Это, блядь, с ума сводит и бешено рычать заставляет с непреодолимой потребностью крушить все на свете! Все вокруг на хрен разнести!

Разве все, что было, — не пересилило той блядской памяти? Разве на чашах весов оно не сильнее для нее?

Ясен хрен, что ей нужно время. Как-то переварить все это, и…

Не знаю. Понять? Да как такое понять? Когда я сам, здоровый мужик, не понимаю!

Но… Всего, что угодно, ждал.

Пусть бы орала, пусть бы по морде лупила, посуду бы всю на хрен перебила бы в доме, — но не это. Не ужас этот жуткий, в глазах застывший, не то, как дергается от меня, как рвет ее от одного прикосновения!

Монстра она во мне видит.

Не того, каким был с ней все это время, — а того, кто в подвал ее забросил и насиловал. Будто и стерлось все остальное, все, на хрен, что было!

Вот этого — не ожидал.

Понимал, что вспомнит, но не думал, не представлял, что так монстром, насильником для нее и останусь. Ведь должна же чувствовать, что никого, ничего дороже, чем она, для меня просто нет! Нет, и не будет никогда в этом гребанном мире!

Но не чувствует, не помнит, шарахается. И разговора, — никакого, — не получится, это я уже начал понимать в гостиной.

Отправил спать, — и блядь, пошел в разнос.

Только, блядь, расколотая кулаком стена и раздолбанная мебель ни хера не решают. И пар не выпустил даже. И вискарь, что заливаю в глотку, — ни хрена не поможет.

Уехал бы, чтоб ей лишний раз на душу не давить, — но как оставлю?

Нет, — нужно поговорить. Сейчас. Иначе, кажется, будет поздно. Иначе, если сейчас все не объясню, — потеряю навсегда. И сам тогда сдохну. Пусть и хотел бы оставить в покое, дать успокоиться, — но не могу. Нельзя сейчас ее вот так вот оставлять.

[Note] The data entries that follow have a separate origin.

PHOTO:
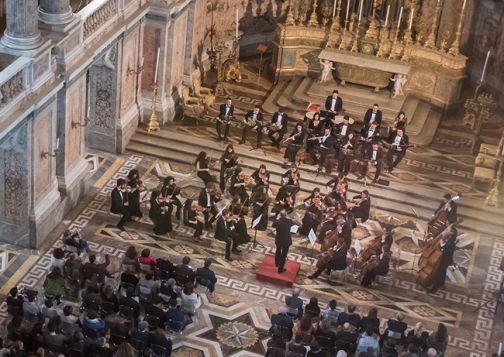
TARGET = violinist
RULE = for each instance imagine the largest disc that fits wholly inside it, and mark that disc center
(346, 154)
(333, 259)
(170, 192)
(238, 185)
(191, 216)
(295, 142)
(160, 214)
(377, 265)
(229, 160)
(225, 232)
(134, 187)
(362, 206)
(207, 199)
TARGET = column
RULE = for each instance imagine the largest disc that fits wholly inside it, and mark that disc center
(55, 12)
(22, 31)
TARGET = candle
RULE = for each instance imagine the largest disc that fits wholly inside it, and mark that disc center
(236, 22)
(484, 67)
(400, 17)
(157, 67)
(386, 16)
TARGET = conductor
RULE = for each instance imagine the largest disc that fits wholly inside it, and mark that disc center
(283, 239)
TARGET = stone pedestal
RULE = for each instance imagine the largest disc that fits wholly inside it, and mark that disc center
(22, 31)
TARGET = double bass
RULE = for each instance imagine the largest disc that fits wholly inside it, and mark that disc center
(431, 252)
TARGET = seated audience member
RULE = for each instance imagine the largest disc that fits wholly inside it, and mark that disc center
(349, 316)
(295, 304)
(206, 277)
(369, 343)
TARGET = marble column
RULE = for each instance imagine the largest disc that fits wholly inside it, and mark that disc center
(55, 12)
(22, 31)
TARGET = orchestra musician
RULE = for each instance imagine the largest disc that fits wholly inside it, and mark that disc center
(399, 143)
(253, 121)
(361, 206)
(226, 113)
(229, 160)
(202, 165)
(295, 142)
(120, 203)
(160, 213)
(225, 232)
(334, 103)
(278, 126)
(346, 153)
(334, 259)
(207, 199)
(191, 213)
(169, 190)
(135, 185)
(376, 265)
(373, 115)
(375, 158)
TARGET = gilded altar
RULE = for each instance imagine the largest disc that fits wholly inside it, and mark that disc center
(369, 47)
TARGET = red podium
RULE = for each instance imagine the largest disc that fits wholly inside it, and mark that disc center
(269, 272)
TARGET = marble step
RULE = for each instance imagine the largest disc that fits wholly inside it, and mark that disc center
(397, 198)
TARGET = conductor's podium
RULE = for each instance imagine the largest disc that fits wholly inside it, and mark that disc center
(268, 272)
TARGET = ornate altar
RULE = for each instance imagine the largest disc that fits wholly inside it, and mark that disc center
(365, 36)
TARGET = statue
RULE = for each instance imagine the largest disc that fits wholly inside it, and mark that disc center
(327, 67)
(399, 82)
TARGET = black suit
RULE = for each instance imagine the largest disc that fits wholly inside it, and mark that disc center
(223, 232)
(120, 206)
(283, 241)
(338, 107)
(224, 117)
(369, 115)
(280, 131)
(259, 125)
(398, 150)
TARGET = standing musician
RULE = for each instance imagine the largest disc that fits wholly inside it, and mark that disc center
(226, 114)
(135, 185)
(346, 153)
(160, 213)
(229, 160)
(377, 265)
(239, 181)
(361, 206)
(333, 259)
(375, 158)
(369, 135)
(120, 203)
(334, 103)
(169, 190)
(207, 199)
(399, 143)
(253, 121)
(295, 142)
(225, 231)
(278, 126)
(373, 115)
(192, 217)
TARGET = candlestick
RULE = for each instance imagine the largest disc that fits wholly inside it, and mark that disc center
(400, 17)
(157, 67)
(386, 16)
(484, 67)
(411, 18)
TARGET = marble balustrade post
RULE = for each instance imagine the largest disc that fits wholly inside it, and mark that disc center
(55, 12)
(21, 31)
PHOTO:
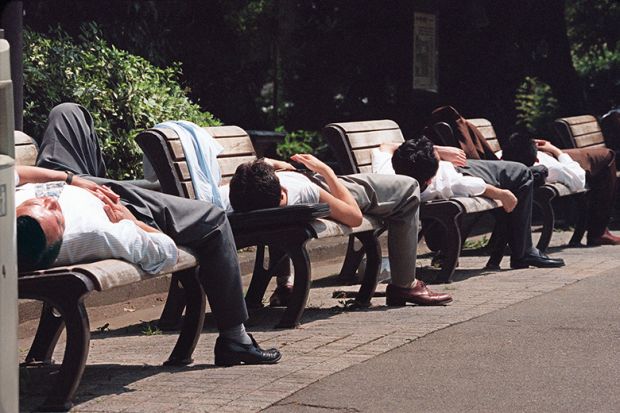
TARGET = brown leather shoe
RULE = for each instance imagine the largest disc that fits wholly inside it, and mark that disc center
(606, 239)
(281, 296)
(420, 295)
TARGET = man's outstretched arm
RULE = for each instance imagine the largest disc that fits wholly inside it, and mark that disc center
(35, 174)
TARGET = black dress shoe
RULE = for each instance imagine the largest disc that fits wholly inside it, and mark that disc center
(230, 353)
(539, 260)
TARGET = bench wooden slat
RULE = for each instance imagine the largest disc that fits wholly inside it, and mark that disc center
(26, 154)
(586, 129)
(182, 171)
(236, 146)
(226, 131)
(363, 157)
(176, 150)
(576, 120)
(229, 165)
(188, 190)
(592, 139)
(479, 122)
(374, 138)
(369, 125)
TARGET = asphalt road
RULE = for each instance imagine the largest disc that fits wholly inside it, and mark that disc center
(557, 352)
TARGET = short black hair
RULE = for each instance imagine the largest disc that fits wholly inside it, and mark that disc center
(520, 148)
(254, 185)
(416, 158)
(33, 252)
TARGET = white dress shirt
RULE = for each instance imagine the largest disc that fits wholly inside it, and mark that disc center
(90, 235)
(447, 183)
(563, 170)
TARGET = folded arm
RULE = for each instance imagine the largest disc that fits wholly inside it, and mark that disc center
(343, 206)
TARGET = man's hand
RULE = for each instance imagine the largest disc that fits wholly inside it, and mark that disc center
(312, 163)
(279, 165)
(100, 191)
(456, 156)
(509, 201)
(116, 211)
(546, 146)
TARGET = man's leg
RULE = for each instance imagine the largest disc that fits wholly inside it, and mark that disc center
(70, 142)
(600, 167)
(396, 200)
(517, 178)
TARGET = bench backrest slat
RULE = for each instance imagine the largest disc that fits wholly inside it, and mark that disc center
(579, 132)
(171, 165)
(353, 142)
(25, 149)
(486, 128)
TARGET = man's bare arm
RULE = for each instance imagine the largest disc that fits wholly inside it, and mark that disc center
(34, 174)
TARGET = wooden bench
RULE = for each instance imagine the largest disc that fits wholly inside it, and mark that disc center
(580, 132)
(283, 237)
(353, 142)
(543, 195)
(63, 289)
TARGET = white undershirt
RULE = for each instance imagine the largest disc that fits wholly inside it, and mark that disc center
(446, 183)
(90, 236)
(563, 170)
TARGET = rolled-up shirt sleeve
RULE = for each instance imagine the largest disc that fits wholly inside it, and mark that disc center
(154, 252)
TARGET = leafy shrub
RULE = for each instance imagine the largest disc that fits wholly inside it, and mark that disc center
(124, 93)
(599, 70)
(536, 106)
(301, 141)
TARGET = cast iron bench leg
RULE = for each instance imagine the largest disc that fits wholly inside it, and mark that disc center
(171, 315)
(48, 332)
(278, 265)
(295, 248)
(498, 241)
(67, 294)
(372, 247)
(352, 260)
(582, 219)
(542, 199)
(193, 321)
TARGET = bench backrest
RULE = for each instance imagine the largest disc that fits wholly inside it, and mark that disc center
(486, 129)
(163, 147)
(26, 149)
(353, 142)
(579, 132)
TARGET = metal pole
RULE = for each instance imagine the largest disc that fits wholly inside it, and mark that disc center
(12, 21)
(9, 383)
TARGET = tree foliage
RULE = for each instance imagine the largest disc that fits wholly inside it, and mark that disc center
(125, 93)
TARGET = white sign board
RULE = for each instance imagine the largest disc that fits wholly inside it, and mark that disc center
(425, 51)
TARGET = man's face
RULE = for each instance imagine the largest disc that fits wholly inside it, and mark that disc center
(47, 212)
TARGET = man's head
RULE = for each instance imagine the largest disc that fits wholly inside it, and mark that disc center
(255, 186)
(40, 226)
(416, 158)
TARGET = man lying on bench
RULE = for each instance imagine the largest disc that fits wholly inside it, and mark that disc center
(101, 218)
(266, 183)
(509, 182)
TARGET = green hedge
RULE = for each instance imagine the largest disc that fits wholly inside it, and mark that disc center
(125, 93)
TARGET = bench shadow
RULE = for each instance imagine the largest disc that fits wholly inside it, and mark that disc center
(98, 380)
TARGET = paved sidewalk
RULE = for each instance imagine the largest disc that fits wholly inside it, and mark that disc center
(124, 371)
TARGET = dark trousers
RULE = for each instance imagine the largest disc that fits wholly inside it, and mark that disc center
(70, 143)
(518, 179)
(600, 167)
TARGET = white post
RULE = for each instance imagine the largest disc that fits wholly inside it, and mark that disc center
(9, 390)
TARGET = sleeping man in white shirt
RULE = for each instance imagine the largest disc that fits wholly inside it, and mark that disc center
(95, 225)
(512, 185)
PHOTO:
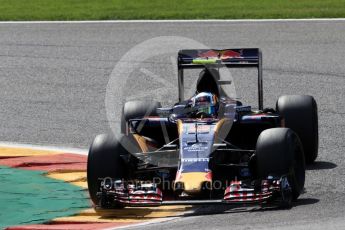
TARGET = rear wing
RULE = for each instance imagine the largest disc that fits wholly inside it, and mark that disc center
(212, 58)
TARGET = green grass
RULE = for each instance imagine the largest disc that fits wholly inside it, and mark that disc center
(168, 9)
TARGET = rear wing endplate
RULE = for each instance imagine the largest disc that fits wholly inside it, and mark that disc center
(213, 58)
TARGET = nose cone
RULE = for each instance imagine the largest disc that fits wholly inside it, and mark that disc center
(194, 182)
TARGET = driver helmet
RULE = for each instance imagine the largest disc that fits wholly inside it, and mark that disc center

— Не надо… Не трогай меня, — выдыхает одними губами и сжимается в комок, стоит мне только появиться. И, блядь, — снова этот ужас, на хрен, вселенский, в глазах! И снова крушить все вокруг готов, — ну как так-то? Неужели, — совсем, никакой маленькой лазейки в ее сердечке нет, через которую все то наше, что было, ей ничего не скажет?

— Света! — сам не понимаю, как из горла вырывается рычание.

Стараясь не смотреть в глаза, ловлю за талию, притягивая к себе. И, блядь, — как всегда, — задыхаюсь! От запаха ее, от кожи, от того, что она рядом! Задыхаюсь — до одури, — неужели она не чувствует?

— Ты должна меня выслушать. И услышать. Поверь, — я горло бы себе перегрыз за то, что сделал, если бы это могло бы что-нибудь исправить.

И, как бы мне не хотелось скрыть от нее всю мерзость, приходится рассказывать все с самого начала. С того, кем был на самом деле ее папочка-Альбинос и чем занимался.

— Дай мне побыть одной, — шепчет она, так и не подняв на меня глаз, когда я заканчиваю. — Пожалуйста.

Киваю, выпуская ее локоны из рук. Все бы сделал, лишь оградить ее от этой правды. И оставлять ее сейчас больно. Но должен. Есть вещи, которые нужно пережить в одиночку. Ей нужно все переварить, — и знаю, как это не просто.